What do you see when you look at Mount Rainier? A world-renowned national park, perhaps, or maybe a ticking time bomb, for those living in its shadow.
But when Pete Storbo immigrated from Norway to Enumclaw in the early 1900s, the mountain was his way to fortune and fame.
He never did strike it rich (at least in regards to his mining operation) but his story is now being told in a new display at the Enumclaw Plateau Historical Museum.
The display was put together by Pete’s ancestor, Art Storbo, a Bellevue resident and Enumclaw Plateau Historical Society Board member, and Cara Landwehr, a local volunteer, over the last several months.
“What peaked my interest was the humanness of the people who did this work, who had the vision of the mother load of copper on Mount Rainier,” said Landwehr, who helped organize Pete’s history into a story-telling format, while Storbo provided the facts and photos. “[Pete] had a very interesting, hard life.”
According to Storbo, his distant relative came to Enumclaw specifically because of the mountain, because the Norwegian town he was from, Roros, was famous for its copper industry.
Hoping to find deep reserves of copper in Mount Rainier, Pete arrived in Enumclaw in 1902 and immediately began prospecting with an uncle up around Gold Hill, near Crystal Mountain.
“Within a couple of years, they incorporated the Mount Rainier Mining Company, because they felt they found a significant amount of copper, with a little bit of gold and silver,” Storbo said. “Over the course of the next 30 years, until 1928, they did, in fact, find some copper — they probably produced about 150 tons of ore, which [was] reduced at the Tacoma smelter to about 15 tons of copper.”
In other words, it wasn’t exactly the “mother load” Pete had expected. However, his faith in the mountain led to his company building a historical legacy — the now nationally-recognized Chinook Scenic Byway, or as more people know it, state Route 410.
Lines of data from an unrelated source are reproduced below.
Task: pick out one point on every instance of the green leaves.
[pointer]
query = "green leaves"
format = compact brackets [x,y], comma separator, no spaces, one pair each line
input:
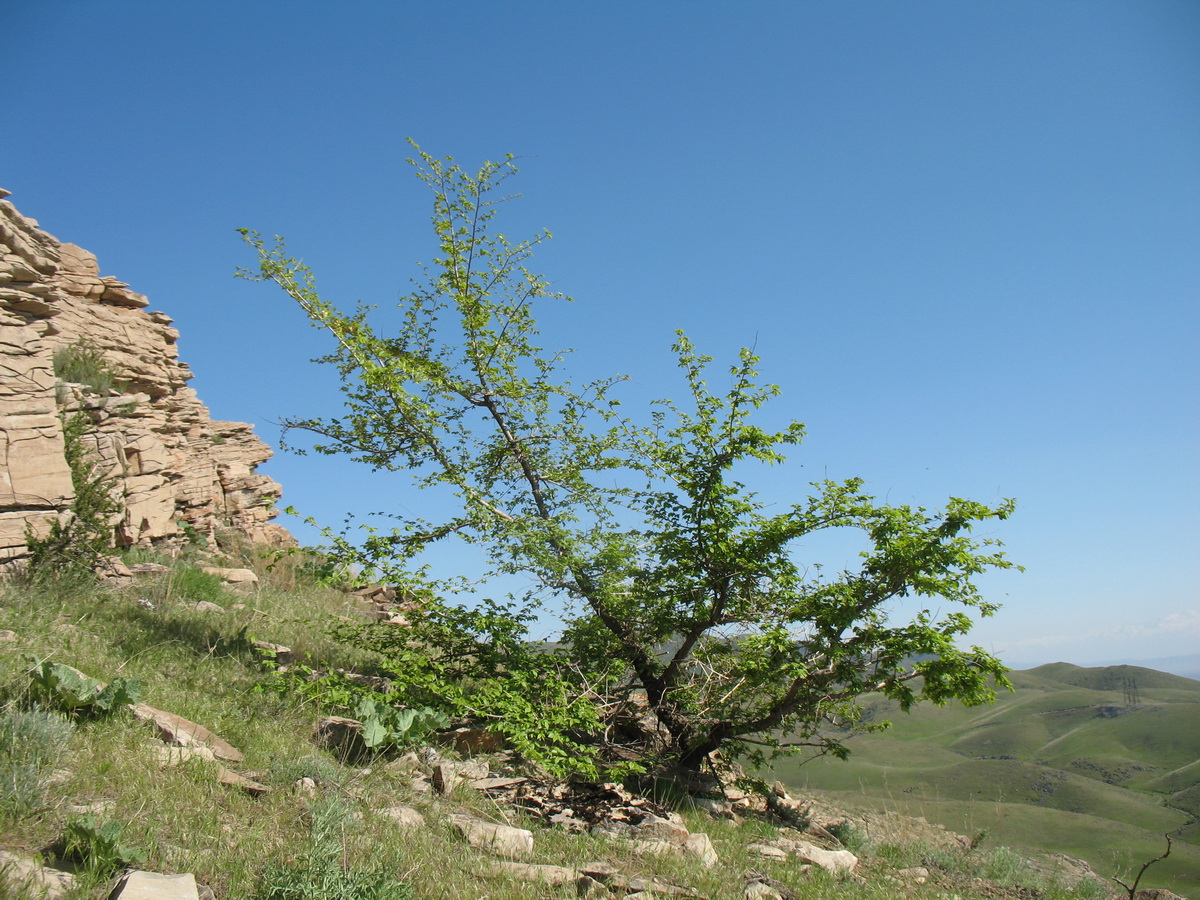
[673,576]
[384,725]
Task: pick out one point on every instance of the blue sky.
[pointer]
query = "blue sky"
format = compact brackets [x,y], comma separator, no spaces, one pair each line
[965,238]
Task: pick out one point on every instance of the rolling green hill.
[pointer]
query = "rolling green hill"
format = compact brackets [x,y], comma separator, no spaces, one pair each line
[1093,762]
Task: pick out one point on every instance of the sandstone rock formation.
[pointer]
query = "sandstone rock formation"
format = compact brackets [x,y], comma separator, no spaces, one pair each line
[177,468]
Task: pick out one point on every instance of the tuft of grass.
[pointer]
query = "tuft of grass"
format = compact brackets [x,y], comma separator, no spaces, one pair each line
[31,743]
[321,874]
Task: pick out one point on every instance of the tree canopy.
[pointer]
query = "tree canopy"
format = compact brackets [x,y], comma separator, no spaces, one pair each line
[679,582]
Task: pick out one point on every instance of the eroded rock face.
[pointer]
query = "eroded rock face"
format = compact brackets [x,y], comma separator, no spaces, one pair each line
[178,468]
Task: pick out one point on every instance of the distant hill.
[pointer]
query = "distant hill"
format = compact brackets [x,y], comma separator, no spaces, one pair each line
[1096,762]
[1111,678]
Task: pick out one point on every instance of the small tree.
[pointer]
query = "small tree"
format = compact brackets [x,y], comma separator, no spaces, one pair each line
[677,579]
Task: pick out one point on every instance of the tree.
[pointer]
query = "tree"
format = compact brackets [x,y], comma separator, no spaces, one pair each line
[677,579]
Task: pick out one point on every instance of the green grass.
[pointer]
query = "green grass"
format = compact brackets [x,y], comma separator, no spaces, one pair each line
[202,665]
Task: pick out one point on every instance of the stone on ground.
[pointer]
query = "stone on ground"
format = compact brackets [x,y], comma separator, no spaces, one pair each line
[503,840]
[17,873]
[153,886]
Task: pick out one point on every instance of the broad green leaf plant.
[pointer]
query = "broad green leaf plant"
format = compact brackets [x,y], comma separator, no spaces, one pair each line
[681,587]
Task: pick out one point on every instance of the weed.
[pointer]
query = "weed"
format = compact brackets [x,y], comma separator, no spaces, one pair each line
[78,694]
[75,544]
[1005,867]
[83,363]
[100,847]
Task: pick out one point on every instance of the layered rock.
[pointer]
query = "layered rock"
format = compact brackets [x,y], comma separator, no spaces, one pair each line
[177,469]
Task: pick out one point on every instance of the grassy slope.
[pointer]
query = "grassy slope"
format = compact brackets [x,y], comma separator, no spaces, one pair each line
[1047,766]
[201,665]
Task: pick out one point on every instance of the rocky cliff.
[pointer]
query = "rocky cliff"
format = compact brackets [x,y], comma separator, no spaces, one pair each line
[175,468]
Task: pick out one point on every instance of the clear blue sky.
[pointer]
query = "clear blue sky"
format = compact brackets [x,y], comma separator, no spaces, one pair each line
[965,238]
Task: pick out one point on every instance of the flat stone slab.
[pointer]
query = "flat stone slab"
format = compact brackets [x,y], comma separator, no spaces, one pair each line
[232,779]
[535,874]
[496,784]
[179,731]
[153,886]
[19,873]
[405,816]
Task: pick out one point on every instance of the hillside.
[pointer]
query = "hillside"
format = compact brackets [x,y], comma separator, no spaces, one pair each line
[1097,763]
[257,805]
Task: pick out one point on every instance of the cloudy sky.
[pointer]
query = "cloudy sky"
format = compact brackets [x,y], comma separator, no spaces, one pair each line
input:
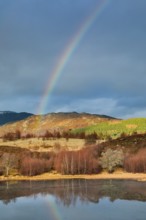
[105,73]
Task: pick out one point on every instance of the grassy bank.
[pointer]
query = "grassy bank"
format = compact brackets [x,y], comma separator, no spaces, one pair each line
[103,175]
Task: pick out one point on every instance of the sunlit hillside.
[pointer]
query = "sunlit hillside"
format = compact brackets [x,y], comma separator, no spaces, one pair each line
[117,127]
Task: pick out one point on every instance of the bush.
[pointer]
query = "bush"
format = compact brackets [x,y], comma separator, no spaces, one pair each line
[111,159]
[136,163]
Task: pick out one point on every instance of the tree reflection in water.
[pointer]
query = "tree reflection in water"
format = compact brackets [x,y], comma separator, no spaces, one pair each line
[69,191]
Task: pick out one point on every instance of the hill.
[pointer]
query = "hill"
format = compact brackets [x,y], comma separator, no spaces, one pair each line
[115,128]
[52,122]
[9,116]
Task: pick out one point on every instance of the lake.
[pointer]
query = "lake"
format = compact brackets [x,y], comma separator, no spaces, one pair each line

“Their major obstacle was getting a road to the north side of Mount Rainier National Park to haul materials and personnel in and out. The company spent probably a majority of their financial resources building the road,” Storbo said. “Pete and his company initially built the road from Greenwater south into Mount Rainier National Park.”
The historical road diverges from the highway around the Silver Springs Sno-Park area, where there is a large wooden arch welcoming drivers to the national park.
You can’t drive on the road, but you can hike on it, taking it down to where Pete also had to build what was called the Storbo Bridge over the White River. The bridge, sadly, no longer exists.
This was not an easy life for Pete, though it appears he rarely let his bad luck keep him down for long.
“The mine was successful, and there was a war then, then it was successful, and then there were economic problems,” Landwehr said. “[Pete] ultimately got framed and falsely indicted for mail fraud, but he was such a fixture in this community that over 1,200 people signed a petition to get him out of jail and got him pardoned.
“I ran into people when we were first starting to work on this, I mentioned the project to them, and they said, ‘Oh, my parents knew Pete Storbo. He used to come into their store. He was their favorite.’ He must have been extremely colorful and friendly,” she continued. “I just think there’s a lot to this story that should make people think, not just about where the road to Mount Rainier came from… but all the humanity that is in this story.”
The Mount Rainier Mining Company owned the last claims in the national park, eventually selling its remaining 180 acres to the park for about $55,000 in 1984.
The Enumclaw Plateau Historical Museum, located at 1837 Marion St., is open Thursdays and Sundays 1 to 4 p.m.
More information about mining at Mount Rainier can be read in the book, “Mining Glacier Basin” by Greg Burtchard for free at www.nps.gov/mora/learn/historyculture/upload/2017-mining-glacier-basin-burtchard_web.pdf. Copies of the book can also be purchased at the museum.
Ray Miller-Still serves as the President of the Enumclaw Plateau Historical Society.